First off, I did not have to replace my transfer switch as the Itasca already had a 50amp ATS installed, but only had 30 amp service. You have to check the model of yours to see if it's a 50 or 30 amp.

Second, I did not have to replace the circuit breaker panel. The panel was split in two lugs with a jumper between the two to combine all of the breakers into one 120vac service. If it looks like the attached photo with two separate legs and a jumper (black wire lower right) between them, then it is probably usable with the jumper removed and each leg of the service on a separate lug.

The conversion took about a day. The hardest part of the whole thing was finding a way to run the new 6gauge service wire from the ATS at the rear to the breaker panel in the kitchen area. I managed to snake it under the floor after enclosing it in plastic wire loom shield, but it took some work.

This is not something for someone not well versed in electrical work to undertake, but I have a lot of experience in that field. I recommend contacting a master electrician to at least oversee the conversion and make all your connections.
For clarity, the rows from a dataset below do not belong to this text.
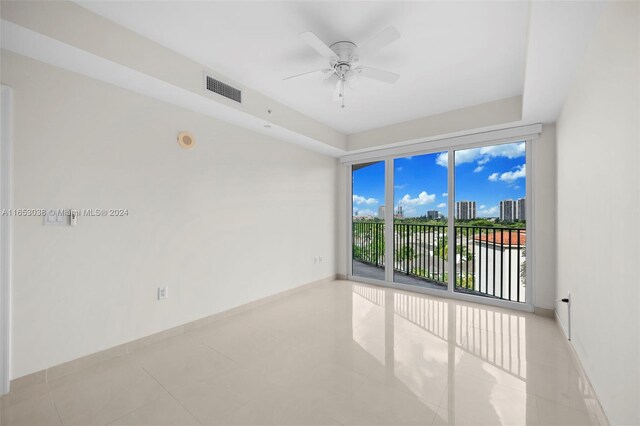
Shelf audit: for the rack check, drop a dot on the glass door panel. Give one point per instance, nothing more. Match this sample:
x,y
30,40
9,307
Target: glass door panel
x,y
420,220
490,221
368,210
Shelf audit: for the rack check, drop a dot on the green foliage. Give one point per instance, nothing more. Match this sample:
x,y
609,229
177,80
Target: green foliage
x,y
404,253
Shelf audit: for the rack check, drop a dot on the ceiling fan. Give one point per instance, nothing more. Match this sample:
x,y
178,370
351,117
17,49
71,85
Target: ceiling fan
x,y
343,57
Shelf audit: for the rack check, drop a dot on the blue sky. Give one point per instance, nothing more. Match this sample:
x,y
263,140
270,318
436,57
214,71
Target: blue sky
x,y
485,175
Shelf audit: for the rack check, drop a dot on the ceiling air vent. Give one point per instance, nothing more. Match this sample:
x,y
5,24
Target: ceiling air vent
x,y
216,86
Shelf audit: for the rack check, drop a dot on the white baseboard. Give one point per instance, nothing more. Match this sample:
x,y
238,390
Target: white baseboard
x,y
88,361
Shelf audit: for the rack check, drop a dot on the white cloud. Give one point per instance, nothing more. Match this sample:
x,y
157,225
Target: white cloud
x,y
491,211
357,199
510,177
510,150
483,155
422,199
364,213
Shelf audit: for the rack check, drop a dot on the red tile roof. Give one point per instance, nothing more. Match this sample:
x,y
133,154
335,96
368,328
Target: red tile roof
x,y
504,237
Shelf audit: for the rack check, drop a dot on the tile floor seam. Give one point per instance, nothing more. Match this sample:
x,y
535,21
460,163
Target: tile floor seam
x,y
170,394
56,407
548,399
218,352
186,409
135,409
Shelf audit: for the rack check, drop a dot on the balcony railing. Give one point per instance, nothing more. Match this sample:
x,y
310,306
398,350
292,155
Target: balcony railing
x,y
489,261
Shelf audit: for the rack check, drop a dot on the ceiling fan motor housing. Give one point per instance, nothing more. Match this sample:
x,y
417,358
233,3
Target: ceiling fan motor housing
x,y
345,55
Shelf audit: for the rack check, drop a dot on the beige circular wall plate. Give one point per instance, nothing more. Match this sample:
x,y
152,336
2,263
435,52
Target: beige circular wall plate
x,y
186,140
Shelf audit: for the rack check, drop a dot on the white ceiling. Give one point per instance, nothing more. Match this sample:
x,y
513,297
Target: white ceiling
x,y
451,54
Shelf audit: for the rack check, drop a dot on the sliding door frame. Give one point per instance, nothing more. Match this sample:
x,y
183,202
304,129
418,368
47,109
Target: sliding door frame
x,y
528,134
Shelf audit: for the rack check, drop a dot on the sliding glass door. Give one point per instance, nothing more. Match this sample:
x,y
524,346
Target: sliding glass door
x,y
367,224
490,221
420,221
405,229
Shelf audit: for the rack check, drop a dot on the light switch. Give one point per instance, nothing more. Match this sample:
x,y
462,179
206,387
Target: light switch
x,y
56,218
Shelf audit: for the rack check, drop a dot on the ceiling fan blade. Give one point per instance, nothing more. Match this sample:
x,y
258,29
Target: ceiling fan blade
x,y
312,40
380,75
386,37
323,70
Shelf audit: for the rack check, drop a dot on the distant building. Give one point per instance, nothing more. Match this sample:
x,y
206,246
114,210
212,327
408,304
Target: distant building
x,y
507,210
465,210
433,214
522,211
513,210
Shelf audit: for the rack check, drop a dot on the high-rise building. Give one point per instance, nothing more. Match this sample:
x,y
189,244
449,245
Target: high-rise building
x,y
522,211
507,210
513,210
433,214
465,210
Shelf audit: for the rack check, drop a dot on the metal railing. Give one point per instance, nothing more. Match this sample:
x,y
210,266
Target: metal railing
x,y
490,261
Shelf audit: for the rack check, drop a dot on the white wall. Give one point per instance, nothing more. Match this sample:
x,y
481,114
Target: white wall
x,y
544,217
598,140
239,217
495,113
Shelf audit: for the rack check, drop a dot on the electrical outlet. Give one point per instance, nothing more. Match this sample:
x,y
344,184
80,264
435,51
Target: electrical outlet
x,y
163,293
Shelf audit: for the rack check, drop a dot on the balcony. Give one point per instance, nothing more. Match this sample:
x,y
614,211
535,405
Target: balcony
x,y
489,261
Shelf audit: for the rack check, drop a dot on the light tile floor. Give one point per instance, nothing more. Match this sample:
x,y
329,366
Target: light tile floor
x,y
336,353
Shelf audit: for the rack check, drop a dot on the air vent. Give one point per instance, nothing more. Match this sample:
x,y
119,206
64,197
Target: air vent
x,y
216,86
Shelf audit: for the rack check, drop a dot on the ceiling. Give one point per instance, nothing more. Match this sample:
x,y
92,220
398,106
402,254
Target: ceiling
x,y
451,54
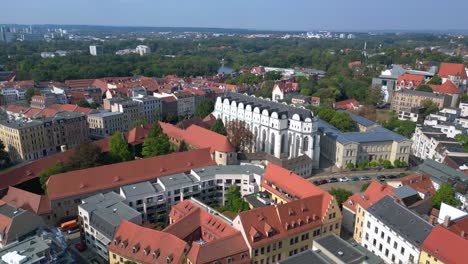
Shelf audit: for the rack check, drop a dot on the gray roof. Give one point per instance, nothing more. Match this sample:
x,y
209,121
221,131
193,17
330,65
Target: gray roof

There is a web site that has step by step information on a conversion that helped me a lot. There were some differences in his procedure and what I had to do, but overall it was pretty much the same.
Converting the Rig to 50 amp service

Nice job good post. I think you emphasized what a lot of people have said on here. You have the experience to do it yourself but for someone that does not have a lot of electrical experience have someone else at the very least make the connections. Nice to know that your unit was set up to make it an easy conversion. My wifes cousin has an itasca and they really love it.